I had such a wonderful time in both edchats today (at noon, AND at 7 PM) but I wanted to reflect on the latter chat, mostly because it's fresher in my mind, and I love talking and thinking about collaboration!
I realize I didn't do much of an introduction in my first post, but I am a fairly new teacher. I spent nearly a year doing Resource and Methods (working with students on SEPs, our version of the IEP) in my first year, followed by a year working in a Behaviour Intervention program in two schools, and finally this past year I spent September - December teaching grade three at one school, before I got a position back at my original school teaching grade one.
My first two years of teaching, as a specialist who did a lot of push-in work with my students, I had a great opportunity to work closely with teachers who were more than happy to have an eager learner in their classroom who was also willing to work.
Apart from my short stint in grade three, I have always been at the same school, even doing student teaching, and I look forward to returning to this school to teach grade two in the mornings next year.
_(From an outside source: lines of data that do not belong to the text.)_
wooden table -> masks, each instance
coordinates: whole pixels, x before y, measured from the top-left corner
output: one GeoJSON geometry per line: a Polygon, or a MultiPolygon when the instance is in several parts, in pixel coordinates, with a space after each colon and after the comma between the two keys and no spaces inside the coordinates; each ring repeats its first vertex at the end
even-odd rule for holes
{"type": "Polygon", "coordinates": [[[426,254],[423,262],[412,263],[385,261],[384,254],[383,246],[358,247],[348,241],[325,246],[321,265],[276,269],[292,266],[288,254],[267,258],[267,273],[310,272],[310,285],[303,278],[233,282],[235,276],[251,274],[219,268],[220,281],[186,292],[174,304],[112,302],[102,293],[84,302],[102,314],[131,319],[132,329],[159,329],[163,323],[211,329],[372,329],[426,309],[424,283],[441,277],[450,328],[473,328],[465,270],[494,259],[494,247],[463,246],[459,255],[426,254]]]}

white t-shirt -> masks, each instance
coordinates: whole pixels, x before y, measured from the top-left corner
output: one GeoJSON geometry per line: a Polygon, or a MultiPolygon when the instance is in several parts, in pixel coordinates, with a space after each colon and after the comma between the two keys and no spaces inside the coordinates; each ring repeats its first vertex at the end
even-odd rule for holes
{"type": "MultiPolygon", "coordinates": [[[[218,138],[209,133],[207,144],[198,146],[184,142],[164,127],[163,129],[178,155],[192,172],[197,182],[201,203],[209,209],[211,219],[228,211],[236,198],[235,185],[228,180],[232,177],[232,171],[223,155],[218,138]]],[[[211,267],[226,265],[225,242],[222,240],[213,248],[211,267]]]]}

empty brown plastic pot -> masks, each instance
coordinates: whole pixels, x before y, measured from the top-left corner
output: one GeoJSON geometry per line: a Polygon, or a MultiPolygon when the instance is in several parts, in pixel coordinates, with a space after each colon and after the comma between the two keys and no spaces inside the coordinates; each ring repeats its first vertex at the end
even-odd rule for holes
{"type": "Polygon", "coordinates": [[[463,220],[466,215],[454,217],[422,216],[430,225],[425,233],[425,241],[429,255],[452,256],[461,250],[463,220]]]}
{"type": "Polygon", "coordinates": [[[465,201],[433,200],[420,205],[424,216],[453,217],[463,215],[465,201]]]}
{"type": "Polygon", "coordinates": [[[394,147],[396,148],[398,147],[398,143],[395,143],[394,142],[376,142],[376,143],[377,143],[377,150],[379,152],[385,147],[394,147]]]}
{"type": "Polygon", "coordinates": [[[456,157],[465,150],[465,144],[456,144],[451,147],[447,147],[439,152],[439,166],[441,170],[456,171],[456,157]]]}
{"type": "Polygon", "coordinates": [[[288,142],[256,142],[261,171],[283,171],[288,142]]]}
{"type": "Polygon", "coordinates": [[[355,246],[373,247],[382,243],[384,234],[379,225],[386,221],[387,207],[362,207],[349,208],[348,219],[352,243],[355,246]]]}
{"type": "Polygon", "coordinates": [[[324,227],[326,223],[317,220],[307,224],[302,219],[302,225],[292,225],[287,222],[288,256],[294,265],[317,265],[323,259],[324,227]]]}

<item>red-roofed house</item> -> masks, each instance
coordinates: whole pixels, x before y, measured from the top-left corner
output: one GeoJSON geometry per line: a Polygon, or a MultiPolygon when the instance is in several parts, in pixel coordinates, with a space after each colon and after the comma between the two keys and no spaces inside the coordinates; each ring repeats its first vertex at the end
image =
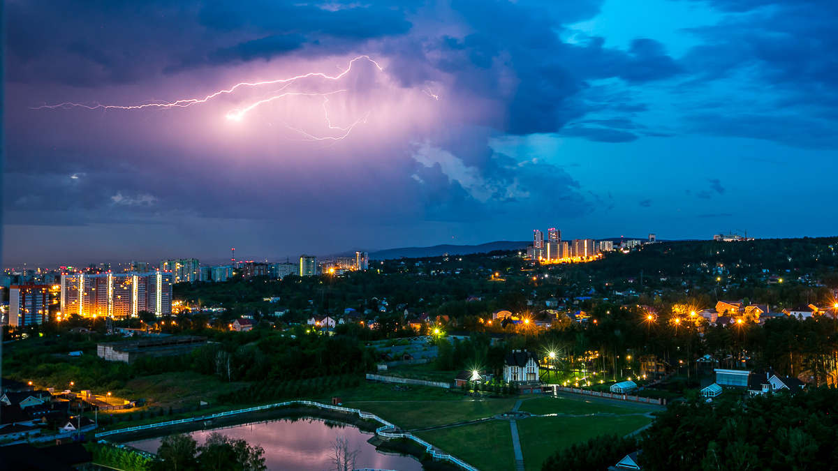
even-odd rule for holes
{"type": "Polygon", "coordinates": [[[235,319],[233,321],[233,330],[236,332],[247,332],[253,329],[253,321],[251,319],[235,319]]]}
During my second year of teaching, our district jumped on the PLC model, and we began to collaborate. We were given time each week to collaborate on lesson ideas, or whatever was on the agenda, usually given by the principal. While this was not a terrible thing, as I shared in the chat, forced collaboration is far from the best type of collaboration.
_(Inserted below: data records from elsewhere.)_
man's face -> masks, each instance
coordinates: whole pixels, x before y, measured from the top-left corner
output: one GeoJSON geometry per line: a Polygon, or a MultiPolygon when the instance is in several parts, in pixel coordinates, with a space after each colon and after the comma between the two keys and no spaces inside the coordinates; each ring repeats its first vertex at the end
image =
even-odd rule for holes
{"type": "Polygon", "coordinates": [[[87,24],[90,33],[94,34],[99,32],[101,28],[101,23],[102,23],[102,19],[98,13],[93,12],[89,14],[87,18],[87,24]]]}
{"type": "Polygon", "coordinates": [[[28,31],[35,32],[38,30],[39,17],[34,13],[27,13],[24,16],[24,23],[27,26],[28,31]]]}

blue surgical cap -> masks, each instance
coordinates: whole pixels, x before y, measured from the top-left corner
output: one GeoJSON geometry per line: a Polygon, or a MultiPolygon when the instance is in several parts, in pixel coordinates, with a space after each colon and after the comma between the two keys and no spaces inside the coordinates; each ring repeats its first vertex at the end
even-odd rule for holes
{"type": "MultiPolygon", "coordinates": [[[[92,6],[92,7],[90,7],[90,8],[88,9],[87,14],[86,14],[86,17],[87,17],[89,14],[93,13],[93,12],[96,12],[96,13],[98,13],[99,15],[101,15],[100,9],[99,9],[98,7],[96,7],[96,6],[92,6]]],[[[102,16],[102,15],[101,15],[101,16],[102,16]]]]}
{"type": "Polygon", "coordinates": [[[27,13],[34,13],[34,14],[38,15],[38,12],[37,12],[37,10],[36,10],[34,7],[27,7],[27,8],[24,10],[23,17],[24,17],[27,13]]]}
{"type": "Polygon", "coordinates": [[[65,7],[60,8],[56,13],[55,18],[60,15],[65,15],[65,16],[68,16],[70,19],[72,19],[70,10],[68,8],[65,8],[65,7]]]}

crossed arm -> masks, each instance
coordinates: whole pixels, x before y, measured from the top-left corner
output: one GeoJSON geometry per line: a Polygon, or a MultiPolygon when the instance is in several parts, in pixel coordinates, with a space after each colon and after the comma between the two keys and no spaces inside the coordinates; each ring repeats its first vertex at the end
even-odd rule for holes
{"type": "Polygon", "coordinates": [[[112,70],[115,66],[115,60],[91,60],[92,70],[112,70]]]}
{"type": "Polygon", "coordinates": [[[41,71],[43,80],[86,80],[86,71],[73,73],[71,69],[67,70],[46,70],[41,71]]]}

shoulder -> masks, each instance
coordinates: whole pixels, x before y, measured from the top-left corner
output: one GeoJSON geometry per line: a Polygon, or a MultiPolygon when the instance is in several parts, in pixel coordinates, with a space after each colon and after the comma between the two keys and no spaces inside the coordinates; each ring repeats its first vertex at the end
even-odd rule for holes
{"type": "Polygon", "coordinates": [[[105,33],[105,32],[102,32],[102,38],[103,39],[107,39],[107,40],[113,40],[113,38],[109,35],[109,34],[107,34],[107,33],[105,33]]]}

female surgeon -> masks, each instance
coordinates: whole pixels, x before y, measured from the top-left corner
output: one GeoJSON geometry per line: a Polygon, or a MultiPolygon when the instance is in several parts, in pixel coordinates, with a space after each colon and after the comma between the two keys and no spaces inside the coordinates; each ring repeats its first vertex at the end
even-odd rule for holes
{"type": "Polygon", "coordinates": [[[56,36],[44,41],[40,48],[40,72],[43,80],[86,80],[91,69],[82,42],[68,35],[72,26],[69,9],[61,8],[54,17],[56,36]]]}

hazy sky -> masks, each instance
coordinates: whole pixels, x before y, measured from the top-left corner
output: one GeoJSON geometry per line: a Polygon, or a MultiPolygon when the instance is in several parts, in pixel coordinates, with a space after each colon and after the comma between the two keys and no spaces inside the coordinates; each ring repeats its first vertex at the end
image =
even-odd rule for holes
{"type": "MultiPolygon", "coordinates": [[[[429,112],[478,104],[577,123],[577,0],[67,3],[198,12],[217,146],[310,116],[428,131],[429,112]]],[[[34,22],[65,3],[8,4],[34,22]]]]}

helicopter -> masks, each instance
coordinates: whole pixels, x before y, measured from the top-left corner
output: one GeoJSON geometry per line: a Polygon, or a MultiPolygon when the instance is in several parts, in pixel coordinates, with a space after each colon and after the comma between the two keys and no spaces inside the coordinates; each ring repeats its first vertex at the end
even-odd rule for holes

I didn't see true collaboration until I left that school for a short stint. I was called on a Friday afternoon two weeks into the school year and asked if I was interested in teaching grade three until Christmas... starting Monday. Of course, the answer was yes, but my mind was going in circles. I was in my third year of teaching, and yet I had NO classroom experience other than my student teaching. I came in Saturday and Sunday to set up a classroom (it was pretty much completely empty)... I prepared a quick lesson plan, and hoped that I could figure out what I was doing pretty quickly!
Then I met her. My next door neighbour was also teaching grade three (also for the first time, she had previously done grade two and several years of literacy intervention). She was eager to help, and a friendship was formed very quickly. We both would search for resources in a school with very few resources for our grade level (this was the first year this school had an English grade three!) She would pop into my classroom at the end of the day, an I would pop into hers... the question would be "So what are you doing tomorrow?" But it was never done in an "I'm too lazy to do any planning myself" kind of way, it was always in the spirit of true collaboration. Taking an idea and making it our own. When the time came to move back to my new school, I was excited, but also worried about missing my collaborator!
When I got back to my old school to teach first grade, and it was just the same. We had our weekly meetings, but the best collaboration was done after school with the conversation that involved "What are you doing tomorrow?" I was able to learn SO much from this collaboration, and I feel it made me a much better teacher.
I remember coming in as a teacher and being worried about not knowing all the answers. I'm so glad I don't have to worry about doing it all on my own. Teaching isn't meant to be done with the door shut (unless there is someone drilling things into the wall, or some other loud ruckus that distracts everyone of course!)
So the question is, have I been really lucky to be able to collaborate in my school? Am I the norm, or the exception? Based on some of the edchat conversation, it would seem that I may be the exception. What are your experiences with collaboration? Is it just that people don't see these casual conversations as collaboration? Is my idea of collaboration mistaken? I just feel like collaboration is so easy, that I must be missing something!
(And despite my saying, tongue firmly in cheek, that I know it all in edchat, I will fully admit that I know very little, which makes collaboration so important to me!)